Scientists at the University of Nottingham’s School of Psychology conducted the study using Magnetoencephalography (MEG) to examine how the brain responds during attempts to recall information. The findings suggest that the brain can reactivate stored memories even when individuals are unable to consciously remember them. The research has been published in the Journal of Neuroscience.
Neural oscillations, often described as brain waves, refer to rhythmic electrical activity produced by the brain. These oscillations play an important role in encoding, storing and retrieving memories by coordinating activity among groups of neurons. Such rhythmic patterns are known to support memory formation, spatial navigation and episodic memory binding in the Hippocampus. Meanwhile, oscillations in the alpha and beta frequency bands are commonly associated with cortical processing during tasks involving long-term memory.
During the experiment, participants performed a paired-associates task designed to test memory recall. Each participant was asked to create a vivid association between a word and a video clip. Later, the same words were presented again and participants attempted to recall the corresponding video. Throughout the process, MEG recorded brain activity in real time. A machine-learning algorithm trained to identify the unique neural signature linked to each video was then used to determine whether the brain was reactivating a specific memory, even when participants were unable to consciously recall it.

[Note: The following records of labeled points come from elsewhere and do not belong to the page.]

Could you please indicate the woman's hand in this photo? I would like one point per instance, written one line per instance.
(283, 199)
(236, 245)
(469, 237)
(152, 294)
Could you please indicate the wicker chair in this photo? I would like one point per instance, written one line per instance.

The results revealed that the brain reactivated memories regardless of whether participants successfully recalled them. However, when a memory was consciously retrieved, the reactivated signal displayed stronger rhythmic fluctuations within the Alpha Wave frequency band. This rhythmic pattern appeared to help the memory signal stand out against the surrounding neural activity that might otherwise obscure it.
The study notes that the brain’s ability to reactivate the correct memory does not necessarily mean that the memory will reach conscious awareness. Instead, the findings suggest that rhythmic pulsing of the memory signal may help it emerge from background neural activity. A comparison described in the study likens this process to a stadium environment: when many people talk at once, individual voices are difficult to distinguish, but when a large group begins chanting the same song together, the sound becomes clear and noticeable. A similar principle may influence how the brain retrieves memories.
Researchers also observed that the rhythmic memory signal was accompanied by a reduction in overall sensory activity within the neocortex. This decrease in neocortical alpha power can be compared to background noise in a stadium becoming quieter. As the general noise level drops, even a small chant becomes easier to hear.
The findings may have important implications for conditions such as dementia. Many existing treatments assume that when individuals cannot recall a memory, the memory itself has been lost. However, if memories are still being reactivated within the brain but failing to reach conscious awareness, the results suggest that alternative treatment strategies may be needed. Instead of focusing solely on rebuilding lost memories, future approaches could concentrate on helping existing memories become accessible to awareness.
Reference
- Griffiths BJ. Alpha oscillations track the projection of reactivated memories into conscious awareness. J Neurosci. 2026 Mar 3. doi:10.1523/JNEUROSCI.1487-25.2026 PubMed PMID: 41781322.